A Zoo By Any Other Name

“Zoo” is a gorgeously photographed meditation on nature and desire, owing a great compositional debt to Errol Morris. It is also a smoke-and-mirror sleight-of-hand, existing in protective shadows like its zoophile protagonists. The film is as beautifully euphemistic as the melodic-sounding word itself – zoophilia – conjuring up not “horse-fuckers” but merely misunderstood men. (Much like NAMBLA members, who aren’t creepy pedophiles, but harmless “man-boy lovers”.) With enough manipulative window dressing, the horror of nonconsensual sex can be obscured.

Don’t get me wrong. I applaud director Robinson Devor and writer Charles Mudede for their bravery in attempting to explore the side of a man’s death the media ignored in favor of a quick joke. But in their trying to present the side of the “zoos,” I couldn’t help but think of the political comedian Bill Maher’s appraisal of the evolution versus “intelligent design” debate – you don’t have to air both sides if one of those sides is bullshit. The homosexual community rightly bans NAMBLA from marching in gay pride parades because giving boy-fuckers a voice automatically bestows legitimacy.
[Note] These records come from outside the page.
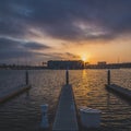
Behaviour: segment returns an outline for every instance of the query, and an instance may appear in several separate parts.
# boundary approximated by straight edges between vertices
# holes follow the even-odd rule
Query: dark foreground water
[[[95,131],[131,131],[131,105],[105,90],[106,75],[106,70],[70,71],[76,106],[102,110],[102,124]],[[114,83],[131,90],[131,69],[112,70],[111,78]],[[1,70],[0,92],[23,84],[24,80],[25,71]],[[40,131],[43,104],[49,105],[52,124],[64,71],[29,71],[29,83],[32,90],[28,93],[0,105],[0,131]]]

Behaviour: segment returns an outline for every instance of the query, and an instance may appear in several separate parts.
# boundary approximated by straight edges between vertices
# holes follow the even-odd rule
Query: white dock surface
[[[71,85],[62,87],[52,131],[79,131]]]

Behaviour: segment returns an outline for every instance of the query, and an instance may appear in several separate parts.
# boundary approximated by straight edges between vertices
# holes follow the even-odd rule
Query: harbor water
[[[29,70],[28,73],[32,88],[0,105],[0,131],[41,131],[43,104],[49,105],[50,127],[53,123],[66,71]],[[93,131],[131,131],[131,104],[105,88],[107,70],[71,70],[69,74],[78,109],[87,106],[102,110],[100,128]],[[24,70],[0,70],[0,94],[24,83]],[[111,70],[111,83],[131,90],[131,69]]]

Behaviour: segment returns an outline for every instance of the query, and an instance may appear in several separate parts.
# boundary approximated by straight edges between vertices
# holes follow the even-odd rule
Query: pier
[[[115,93],[120,95],[122,98],[131,100],[131,91],[130,90],[121,87],[116,84],[110,84],[110,85],[106,85],[106,86],[107,86],[107,90],[114,91]]]
[[[67,79],[69,79],[67,72]],[[62,86],[52,131],[79,131],[72,85]]]
[[[117,93],[119,96],[121,96],[124,99],[131,100],[131,90],[121,87],[117,84],[110,84],[110,70],[108,70],[107,83],[108,83],[108,84],[106,84],[107,90],[110,90],[110,91]]]
[[[27,71],[25,72],[25,83],[26,84],[13,87],[13,88],[4,91],[4,92],[0,92],[0,104],[22,94],[31,88],[31,85],[28,84],[28,72]]]

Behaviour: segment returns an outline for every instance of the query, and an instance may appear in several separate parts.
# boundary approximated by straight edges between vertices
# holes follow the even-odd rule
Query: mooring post
[[[26,85],[28,85],[28,72],[27,71],[25,72],[25,83]]]
[[[108,70],[107,73],[107,84],[110,85],[110,70]]]
[[[40,127],[43,129],[49,128],[47,111],[48,111],[48,105],[47,104],[41,105],[41,123],[40,123]]]
[[[69,84],[69,71],[68,70],[66,71],[66,84],[67,85]]]

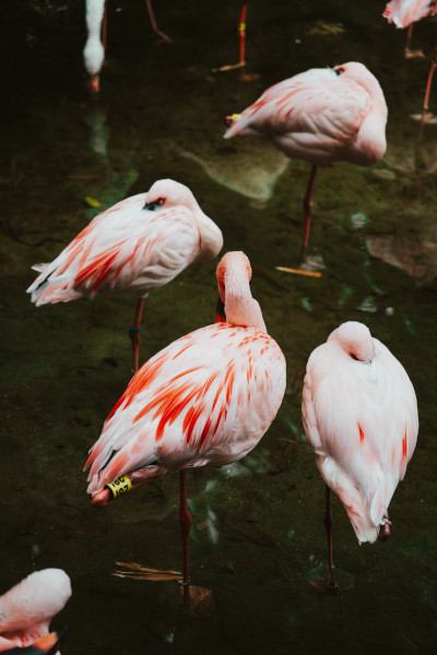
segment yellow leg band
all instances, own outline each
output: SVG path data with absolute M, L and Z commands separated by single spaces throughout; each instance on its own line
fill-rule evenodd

Like zoos, NAMBLA members display horrific audacity in refusing to take responsibility for unconscionable desires, in attempting to re-categorize a mental illness as simply a benign and unfair societal judgment. It’s a Catch-22. Devor and Mudede in letting the zoophiles speak have also allowed them to alchemize their pathology into a lifestyle choice.

Much has been made of Rush Limbaugh’s infamous sound bite on bestiality. (Of course it was consensual! How could it not have been?) I guess Rush also thinks an eight-year-old boy coerced into having an erection would be consenting. (He’s hard! How could he not want to fuck the babysitter?) If only the filmmakers likewise would have exposed this illogical line of reasoning. So let’s at least be honest. Subjectivity is an inevitable result of directorial vision. Like a Riefenstahl film is an elegant masterpiece about murderers seen through the lens of Germany, “Zoo” is a lushly poetic look at abuse told through the eyes of rapists.